The spell is seldom uttered because we are seldom tranquil. Our culture, if it can be said to have a dominant emotional posture, is one of agitation — of curated outrage, monetized social media distraction, a blunderbuss of perpetual low-grade panic.
The open heart is an endangered habitat. What hovers above us most of the time are screwdrivers, drills and gimlets.
If the dead require of us a certain gentleness to be encountered, then our freneticism is not merely a lifestyle choice but a kind of exile. We exile ourselves from communion with those we have loved by refusing the conditions under which such communion becomes perceptible.
This is not an argument for necromancy, nor for sentimental indulgence, but for attentiveness. For the radical act of allowing happiness to be unguarded.
There is, finally, a humility in Dickens’s framing that saves it from sanctimonious piety, however much I’ve smudged the line in this clumsy essay.
The intercourse with the spirits is “vague and mysterious.” He does not claim clarity. He does not offer transcripts from beyond. What he offers is the phenomenology of a moment: the way a softened heart seems to thin the veil between now and then.
Whether that veil is metaphysical or merely psychological is, in a sense, beside the point.
The experience is real in its effects. It alters us. It reminds us that love, once given, does not evaporate; it lingers in the architecture of our perception.
To me, the “patient angels” are not external beings at all, but the dormant capacities within us — the capacities for gratitude, for tenderness, for remembrance without demand. They hover because we hover: between distraction and attention, between hardness and softness, between the noisy self and the permeable one.
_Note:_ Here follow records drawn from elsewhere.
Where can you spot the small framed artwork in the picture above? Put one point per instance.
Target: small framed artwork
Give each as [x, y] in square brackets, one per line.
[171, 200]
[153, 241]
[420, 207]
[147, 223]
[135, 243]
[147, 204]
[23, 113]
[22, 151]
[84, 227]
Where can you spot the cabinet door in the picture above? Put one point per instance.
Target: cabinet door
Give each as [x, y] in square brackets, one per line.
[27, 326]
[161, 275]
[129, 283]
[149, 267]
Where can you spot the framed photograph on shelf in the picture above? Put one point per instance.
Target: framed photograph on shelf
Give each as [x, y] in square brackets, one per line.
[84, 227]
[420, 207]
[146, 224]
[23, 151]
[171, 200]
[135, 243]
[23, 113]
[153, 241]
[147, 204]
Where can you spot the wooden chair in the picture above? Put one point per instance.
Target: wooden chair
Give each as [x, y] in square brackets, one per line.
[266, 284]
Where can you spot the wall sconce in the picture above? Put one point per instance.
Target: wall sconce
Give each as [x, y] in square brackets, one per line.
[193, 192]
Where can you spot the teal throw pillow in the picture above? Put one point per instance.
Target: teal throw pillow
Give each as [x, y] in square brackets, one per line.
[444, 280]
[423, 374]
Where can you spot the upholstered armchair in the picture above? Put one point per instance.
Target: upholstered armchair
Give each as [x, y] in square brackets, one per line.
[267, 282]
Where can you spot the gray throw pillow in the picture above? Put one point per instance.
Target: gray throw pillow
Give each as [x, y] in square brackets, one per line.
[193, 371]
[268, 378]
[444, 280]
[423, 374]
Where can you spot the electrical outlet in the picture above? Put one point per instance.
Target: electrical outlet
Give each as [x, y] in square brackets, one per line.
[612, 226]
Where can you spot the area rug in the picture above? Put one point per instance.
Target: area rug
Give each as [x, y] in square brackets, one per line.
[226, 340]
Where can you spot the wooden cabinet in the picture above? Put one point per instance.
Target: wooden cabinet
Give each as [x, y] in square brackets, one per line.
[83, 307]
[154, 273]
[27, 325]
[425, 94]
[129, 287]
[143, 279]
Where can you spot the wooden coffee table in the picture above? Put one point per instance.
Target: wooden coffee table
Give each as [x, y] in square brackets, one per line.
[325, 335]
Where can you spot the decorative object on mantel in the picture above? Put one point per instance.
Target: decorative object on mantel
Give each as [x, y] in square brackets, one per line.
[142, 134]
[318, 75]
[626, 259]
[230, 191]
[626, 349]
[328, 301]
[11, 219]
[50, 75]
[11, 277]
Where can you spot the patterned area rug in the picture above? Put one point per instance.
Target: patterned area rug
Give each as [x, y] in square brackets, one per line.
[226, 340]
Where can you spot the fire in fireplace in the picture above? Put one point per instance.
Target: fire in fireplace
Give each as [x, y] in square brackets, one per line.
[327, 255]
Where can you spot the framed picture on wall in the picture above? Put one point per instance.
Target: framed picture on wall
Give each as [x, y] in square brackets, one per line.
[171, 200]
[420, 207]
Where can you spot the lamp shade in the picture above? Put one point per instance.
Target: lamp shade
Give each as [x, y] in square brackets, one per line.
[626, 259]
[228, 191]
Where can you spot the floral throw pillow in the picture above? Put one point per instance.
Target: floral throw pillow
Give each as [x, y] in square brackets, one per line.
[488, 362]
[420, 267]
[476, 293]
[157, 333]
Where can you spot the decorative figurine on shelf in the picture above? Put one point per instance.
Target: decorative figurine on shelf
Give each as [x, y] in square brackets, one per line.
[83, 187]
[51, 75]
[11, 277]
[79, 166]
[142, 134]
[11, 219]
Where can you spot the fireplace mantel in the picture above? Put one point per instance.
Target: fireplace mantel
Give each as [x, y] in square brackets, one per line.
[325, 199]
And when, by accident or grace, we enter that permeable state — when we are briefly less armoured and “busy” than usual — the dead arrive not as accusations or as unfinished arguments, but as witnesses. Not to our grief, but to whatever good remains within us.
They appear most powerfully not when we are broken, but when we are open.
This might be Dickens’s quiet, subversive consolation: that the way to remain in touch with those we have lost is not to cling more fiercely to sorrow, but to cultivate the kind of happiness that makes room for them. Happy Valentine’s Day.